The Loudoun Heritage Farm Museum on Saturday will celebrate the opening of is working blacksmith forge, housed in one of the historic barns at Claude Moore Park. It’s the latest exhibit designed to help tell the story of the county’s rich agricultural roots.

Blacksmiths were once integral to farms for making and repairing tools and other farming equipment. According to Census records, there were approximately 80 blacksmiths in Loudoun County in the mid-1800s.

Replicating a late 1800s/early 1900s forge, the new exhibit was designed by the Blacksmith Guild of the Potomac and constructed by the stone and brick mason class at the Academies of Loudoun. The project was completed in February, but largely has been under wraps because of the coronavirus pandemic, with visits limited to school programs. Executive Director Lori Kimball said that once COVID restrictions are lifted the museum plans to host live blacksmithing demonstrations monthly. A formal grand opening was celebrated in late November.

“We have a whole bunch of blacksmithing equipment that was donated to us, include a fabulous leather bellows,” Kimball said, highlighting the large air blower that is marked with the name Laycock, a longtime Loudoun farming family.

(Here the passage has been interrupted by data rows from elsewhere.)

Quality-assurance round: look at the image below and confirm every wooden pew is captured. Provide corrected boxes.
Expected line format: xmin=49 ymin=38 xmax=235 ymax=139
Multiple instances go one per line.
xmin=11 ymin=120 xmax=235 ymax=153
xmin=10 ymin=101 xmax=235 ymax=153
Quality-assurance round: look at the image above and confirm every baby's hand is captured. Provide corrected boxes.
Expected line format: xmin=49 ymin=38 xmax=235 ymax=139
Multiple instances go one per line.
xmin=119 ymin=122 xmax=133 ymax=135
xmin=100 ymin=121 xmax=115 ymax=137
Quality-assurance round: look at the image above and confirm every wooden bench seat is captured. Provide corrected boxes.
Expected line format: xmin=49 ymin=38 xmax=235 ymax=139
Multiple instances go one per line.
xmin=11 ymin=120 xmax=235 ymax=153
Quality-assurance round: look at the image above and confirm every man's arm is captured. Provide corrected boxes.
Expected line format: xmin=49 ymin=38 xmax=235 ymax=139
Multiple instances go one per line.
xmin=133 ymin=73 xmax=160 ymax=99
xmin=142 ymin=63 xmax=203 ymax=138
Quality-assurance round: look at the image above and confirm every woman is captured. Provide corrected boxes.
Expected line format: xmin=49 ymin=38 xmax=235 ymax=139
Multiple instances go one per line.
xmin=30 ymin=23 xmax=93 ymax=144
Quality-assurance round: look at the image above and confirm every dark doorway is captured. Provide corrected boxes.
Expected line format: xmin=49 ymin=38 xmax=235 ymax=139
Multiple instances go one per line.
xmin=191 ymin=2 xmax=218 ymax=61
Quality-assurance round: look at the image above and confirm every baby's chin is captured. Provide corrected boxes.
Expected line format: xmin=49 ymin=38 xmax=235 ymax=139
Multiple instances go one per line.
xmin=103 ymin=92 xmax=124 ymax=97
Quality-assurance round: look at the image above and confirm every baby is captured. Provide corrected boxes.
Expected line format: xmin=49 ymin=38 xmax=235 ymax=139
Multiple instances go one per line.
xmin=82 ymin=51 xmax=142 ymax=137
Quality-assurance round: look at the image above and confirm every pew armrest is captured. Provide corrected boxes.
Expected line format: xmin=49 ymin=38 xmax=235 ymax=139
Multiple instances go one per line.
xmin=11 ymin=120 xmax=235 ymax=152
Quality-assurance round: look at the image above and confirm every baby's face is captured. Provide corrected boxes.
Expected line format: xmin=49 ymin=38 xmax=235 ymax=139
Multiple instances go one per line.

Bobby Colicci, of the Blacksmith Guild of the Potomac, works at the new forge built on the grounds of the Loudoun Heritage Farm Museum at Claude Moore Park. He plans to be onsite for monthly demonstrations once public health restrictions are lifted.

In fact, there are lots of familiar names featured throughout the museum. Farming was the chief industry in Loudoun through most of its history, until the construction of Dulles Airport brought the extension of public water and sewer service—and the first wave of residential development—in the early 1960s. 

Permanent exhibits highlight the lives and accomplishments of 10 generations of Loudoun farm families; allow visitors to step into a general store, a farm kitchen and a one-room schoolhouse; and tell about the Native Americans who lived in the area.  

The American Workhorse Museum Collection, also housed on the property and open by appointment, displays scores of tools used to plant and harvest crops before tractors hit the fields. Among the most popular pieces there is the dog treadmill once used to power equipment.

Saturday’s program will run from 10 a.m. to 2 p.m. and will include live demonstrations. The event is free and open to the public, with face coverings required for everyone age 5 and older. One family group at one time will be allowed  inside the forge, and social distancing and a limit of 25 people will be enforced during the wait in line.

The museum is located at 21668 Heritage Farm Lane within Claude Moore Park in Sterling.